警察は「自白」の維持に全力を挙げ、あることないことを総動員して、裁判にかけた。「裁判では何も考えずに、数を数えていろ」と言ったと言われている。石川さんが無知だから、という人がいるが、そうではない。警察と石川さんとの力関係、警察による部落差別がそうさせたのだ。第1審では裁判官が警察の部落差別を何ら問うことなく、まさに真理の追究を放棄し、自らその部落差別に加担した。判決文にあるのは部落民への憎しみである。部落民だからこんな凶悪犯罪をするのだと言っているのだ。怒りなしに読むことのできない判決文である。
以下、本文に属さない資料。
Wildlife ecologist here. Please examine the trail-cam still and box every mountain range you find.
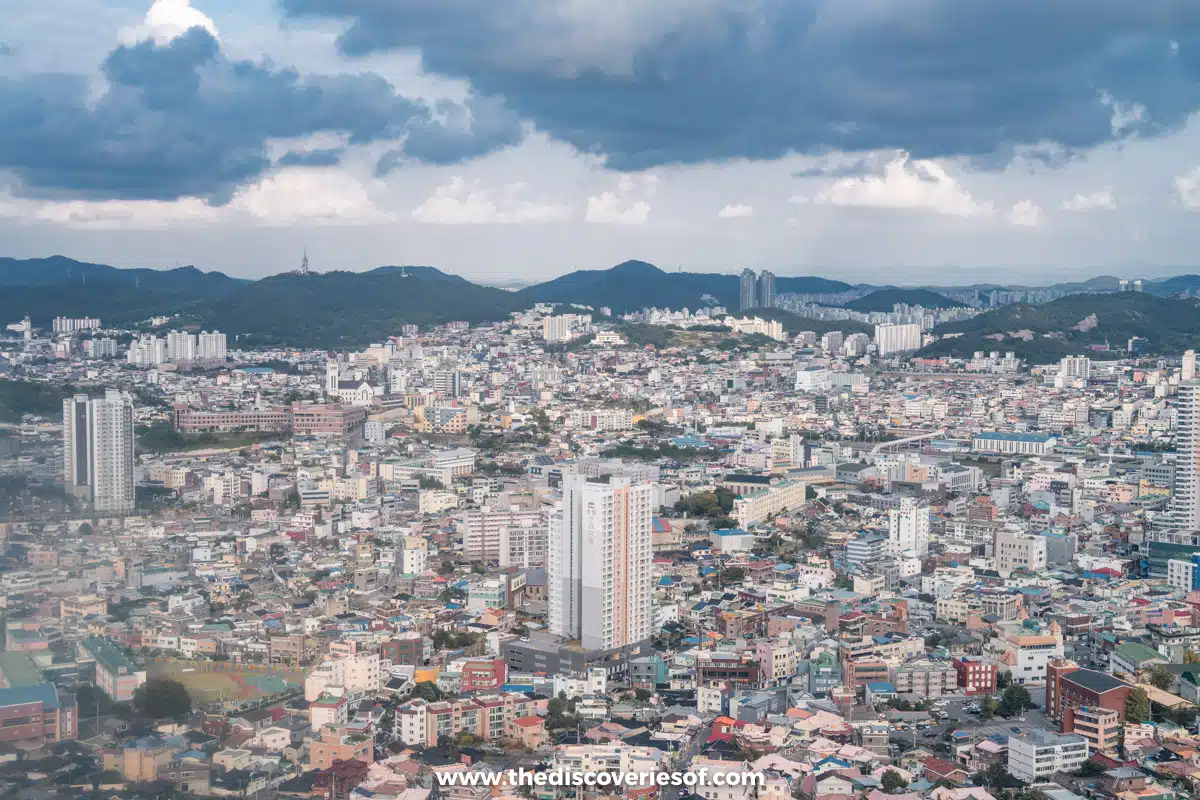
[3,255,1200,351]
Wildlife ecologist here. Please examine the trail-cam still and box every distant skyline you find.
[5,2,1200,282]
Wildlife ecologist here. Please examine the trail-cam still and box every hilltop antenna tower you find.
[300,249,310,276]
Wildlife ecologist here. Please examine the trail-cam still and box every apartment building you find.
[1007,730,1088,783]
[310,723,374,770]
[79,637,145,702]
[889,661,959,697]
[395,692,537,747]
[733,479,808,528]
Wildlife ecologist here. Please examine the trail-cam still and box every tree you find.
[999,684,1032,717]
[880,770,909,793]
[996,671,1013,689]
[1185,649,1200,664]
[980,697,999,721]
[982,761,1009,788]
[410,682,442,702]
[1125,687,1151,724]
[634,689,652,702]
[1147,665,1174,691]
[132,679,191,720]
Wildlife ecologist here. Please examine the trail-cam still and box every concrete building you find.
[463,503,546,563]
[971,432,1057,456]
[888,499,930,558]
[63,390,136,514]
[1168,554,1200,594]
[1008,730,1088,782]
[995,530,1048,574]
[79,637,145,702]
[548,475,653,651]
[0,684,76,746]
[90,390,136,515]
[740,269,758,311]
[1068,706,1120,754]
[874,323,922,356]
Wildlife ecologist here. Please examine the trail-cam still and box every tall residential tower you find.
[548,475,654,651]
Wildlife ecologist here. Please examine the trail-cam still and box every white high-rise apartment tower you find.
[90,390,136,515]
[1060,355,1091,381]
[548,475,654,651]
[888,498,930,557]
[1170,382,1200,530]
[874,323,922,356]
[197,331,227,360]
[1184,351,1196,382]
[166,330,197,362]
[62,390,136,514]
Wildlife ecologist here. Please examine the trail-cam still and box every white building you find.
[398,536,428,576]
[874,323,922,356]
[126,335,167,366]
[197,330,228,360]
[1059,355,1091,381]
[548,475,653,651]
[1007,731,1088,783]
[995,530,1048,574]
[1167,557,1200,594]
[971,432,1057,455]
[888,498,930,558]
[166,330,197,363]
[304,651,382,701]
[65,389,136,515]
[463,503,546,562]
[1168,382,1200,529]
[499,520,548,568]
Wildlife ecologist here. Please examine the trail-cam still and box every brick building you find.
[1046,659,1134,730]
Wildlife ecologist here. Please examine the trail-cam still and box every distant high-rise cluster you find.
[739,269,776,311]
[127,330,227,366]
[1118,279,1144,292]
[52,317,101,333]
[63,390,136,515]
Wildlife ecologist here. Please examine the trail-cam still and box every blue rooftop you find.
[974,432,1054,443]
[0,683,61,711]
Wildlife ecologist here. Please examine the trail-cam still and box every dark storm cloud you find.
[277,149,347,167]
[281,0,1200,169]
[0,28,523,202]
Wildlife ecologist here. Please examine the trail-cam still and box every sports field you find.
[148,661,303,704]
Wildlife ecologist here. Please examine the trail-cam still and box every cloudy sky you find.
[5,0,1200,285]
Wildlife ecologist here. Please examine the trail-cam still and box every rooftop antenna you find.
[300,249,310,276]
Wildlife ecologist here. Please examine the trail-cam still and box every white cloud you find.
[814,153,993,217]
[0,167,388,230]
[1007,200,1043,227]
[717,204,754,219]
[1099,90,1148,137]
[1062,188,1116,212]
[121,0,219,46]
[1176,168,1200,210]
[411,177,569,224]
[230,168,391,225]
[585,174,656,224]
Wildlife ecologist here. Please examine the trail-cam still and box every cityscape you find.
[7,2,1200,800]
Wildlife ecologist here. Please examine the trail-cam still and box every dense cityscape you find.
[7,0,1200,799]
[1,260,1200,800]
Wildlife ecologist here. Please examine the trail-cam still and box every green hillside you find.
[921,292,1200,363]
[842,288,966,312]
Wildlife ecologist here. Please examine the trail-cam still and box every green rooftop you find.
[0,652,44,687]
[1115,642,1166,666]
[81,636,138,675]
 よく狭山事件はえん罪事件だ、部落差別にもとずくえん罪事件だと言われる。確かにそうである。だが、部落差別の問題を見ずに狭山事件の真相はわからないし、えん罪を晴らすこともできないのは事実だ。狭山差別裁判を徹底的に明らかにして糾弾していくなかにえん罪事件の勝利もある。

故青木英五郎弁護士はえん罪事件が避けられない日本の裁判制度と職業的裁判官を「裁判官のアイヒマン(ナチス、ユダヤ人を強制収容所に送り込んだ首謀者)性」と言った。どういうことかというと「他の人の立場に立って物事を見たり、考えたりする能力の欠如、意思の疎通の不可能性、想像力の完全な欠如」が職業的裁判官の特徴だというのである。決して被告の立場には立たず、想像もせず、「強要された自白」などない、不自然な「自白」の変遷も犯罪者の自己防衛によるものと信じ、「自白は証拠の王」という立場を変えようとしない。寺尾などはその典型である。石川一雄という部落青年=部落差別によって苦しめられてきた人間の姿を全く見ることもせず理解することなく、「無期懲役になってよかったですね」と石川さんに語って、それが無実の石川さんにとってどんなことなのか考えもしないのだ。石川さんに「聞きたくない!」と一喝されて驚いたというところにその正体は露呈されている。